Я подался назад, скрывшись за деревом. Эдвард сидел за ближайшим ко мне столом, в обществе человека, с которым он поздоровался, прибыв сюда. С ними был и третий, в котором я, к величайшему своему изумлению, узнал Майкла Воувелла, бывшего управляющего Гэвина Рейнольдса. Того самого, кто подсказал нам, где лучше подстеречь близнецов. Все трое, сблизив головы, что-то оживленно обсуждали.
— Я только что вернулся из Эттлборо, Майлс, — различил я голос Воувелла. — В двадцатых числах они намерены поднять восстание и разрушить все изгороди в поместье Джона Грина.
— Они чересчур спешат, — ответил тот, кого я не знал.
То был мужчина лет сорока, высокий, хорошо сложенный. Светлые волосы и борода аккуратно подстрижены, взгляд светился умом и решимостью.
— Жители Эттлборо охвачены негодованием, — ответил Воувелл. — Мы не можем заставить их действовать по своей указке. Все, что нам остается, — попытаться согласовать сроки.
В это мгновение трактирная служанка подошла к ним, чтобы протереть стол. Все трое сразу смолкли. Я потихоньку оставил свое укрытие и направился в таверну. Ожидая, пока мне нальют пива, я размышлял над тем, что услышал благодаря случайности. Возможно, человек по имени Майлс был одним из мятежников, которые, путешествуя по стране, подстрекали людей к восстанию. Впрочем, подобные разговоры велись сейчас повсюду. Так или иначе, я счел за благо пока что промолчать, а потом, при случае, обсудить этот вопрос с Бараком.
Когда я вернулся к столу, предметом общего разговора была новая «Книга общих молитв». Все были согласны с тем, что читать в церкви молитвы по-английски отнюдь не плохо; что касается религиозных тонкостей, собеседники, не искушенные в богословских спорах, предпочитали в них не вникать. Стул Эдварда пустовал.
— А где твой муж? — обратился я к Джозефине.

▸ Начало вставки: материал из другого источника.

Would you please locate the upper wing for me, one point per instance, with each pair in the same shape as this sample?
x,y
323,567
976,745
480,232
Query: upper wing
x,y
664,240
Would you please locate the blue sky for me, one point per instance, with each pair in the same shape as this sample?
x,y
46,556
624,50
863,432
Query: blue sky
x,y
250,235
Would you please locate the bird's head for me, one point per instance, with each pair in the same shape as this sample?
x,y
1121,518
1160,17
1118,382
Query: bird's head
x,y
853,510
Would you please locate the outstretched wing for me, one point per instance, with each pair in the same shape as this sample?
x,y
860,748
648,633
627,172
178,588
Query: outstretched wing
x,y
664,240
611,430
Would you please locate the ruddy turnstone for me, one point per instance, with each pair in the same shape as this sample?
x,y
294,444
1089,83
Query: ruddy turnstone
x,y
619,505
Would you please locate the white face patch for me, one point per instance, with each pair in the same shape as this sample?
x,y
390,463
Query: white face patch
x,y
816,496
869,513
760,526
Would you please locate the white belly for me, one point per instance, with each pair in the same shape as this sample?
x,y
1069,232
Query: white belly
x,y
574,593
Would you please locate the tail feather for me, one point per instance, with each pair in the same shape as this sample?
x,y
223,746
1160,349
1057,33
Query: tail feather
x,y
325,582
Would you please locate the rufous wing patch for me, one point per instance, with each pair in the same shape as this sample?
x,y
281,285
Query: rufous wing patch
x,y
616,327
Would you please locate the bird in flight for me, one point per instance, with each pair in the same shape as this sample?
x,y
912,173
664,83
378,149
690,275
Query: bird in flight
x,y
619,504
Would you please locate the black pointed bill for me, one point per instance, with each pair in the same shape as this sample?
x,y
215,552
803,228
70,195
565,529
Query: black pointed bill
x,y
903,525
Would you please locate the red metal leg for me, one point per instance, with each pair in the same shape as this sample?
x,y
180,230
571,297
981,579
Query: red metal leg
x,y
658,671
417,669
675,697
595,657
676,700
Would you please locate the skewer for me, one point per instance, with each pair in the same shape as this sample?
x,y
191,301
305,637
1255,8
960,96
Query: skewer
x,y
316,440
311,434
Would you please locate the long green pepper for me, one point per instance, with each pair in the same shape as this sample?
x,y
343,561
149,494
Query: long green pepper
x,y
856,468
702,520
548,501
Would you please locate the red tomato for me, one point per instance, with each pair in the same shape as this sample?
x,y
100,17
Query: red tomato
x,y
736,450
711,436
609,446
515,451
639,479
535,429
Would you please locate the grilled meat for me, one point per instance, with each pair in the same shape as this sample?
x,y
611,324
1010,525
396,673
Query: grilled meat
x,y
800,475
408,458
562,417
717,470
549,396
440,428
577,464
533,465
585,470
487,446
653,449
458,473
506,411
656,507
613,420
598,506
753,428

— Сказал, отойдет ненадолго, перемолвится парой слов с другом. Когда у него есть возможность, он любит поговорить с приятелями. — Лицо ее внезапно погрустнело. — И все их разговоры — о том, как в Англии притесняют бедняков. Знаете, для Эдварда стало тяжким ударом, когда дети мастера Хеннинга выставили нас на улицу. С тех пор его словно подменили. Люди бывают так жестоки, — вздохнула она. — Но вам это хорошо известно, сэр, вы же знали моего приемного отца.
— Да уж, — печально кивнул я.
— Простите, что вчера Эдвард был так груб с вами. Вы, наверное, сами понимаете: он винит себя за то, что не может обеспечить своей семье достойную жизнь. Но он очень добрый и заботится обо мне и Мышке.
— Я в этом не сомневаюсь.
Имя Мышки напомнило мне о Маусхолдском холме, и я повернулся в сторону темной громады, возвышавшейся за рекой. Холм тонул в сумраке, лишь на самой вершине горел огонек, — по всей видимости, в бывшем дворце графа Суррея оставался кто-то из слуг.
— Я все думаю, может, стоит уговорить Эдварда вернуться в Лондон, — продолжала Джозефина. — Там мы сможем устроиться служить в какой-нибудь богатый дом, как и прежде. И если бы вы согласились помочь нам…
— Разумеется, если вы с мужем вернетесь в Лондон, я постараюсь вам помочь…
Тут вернулся Эдвард, глаза его возбужденно поблескивали.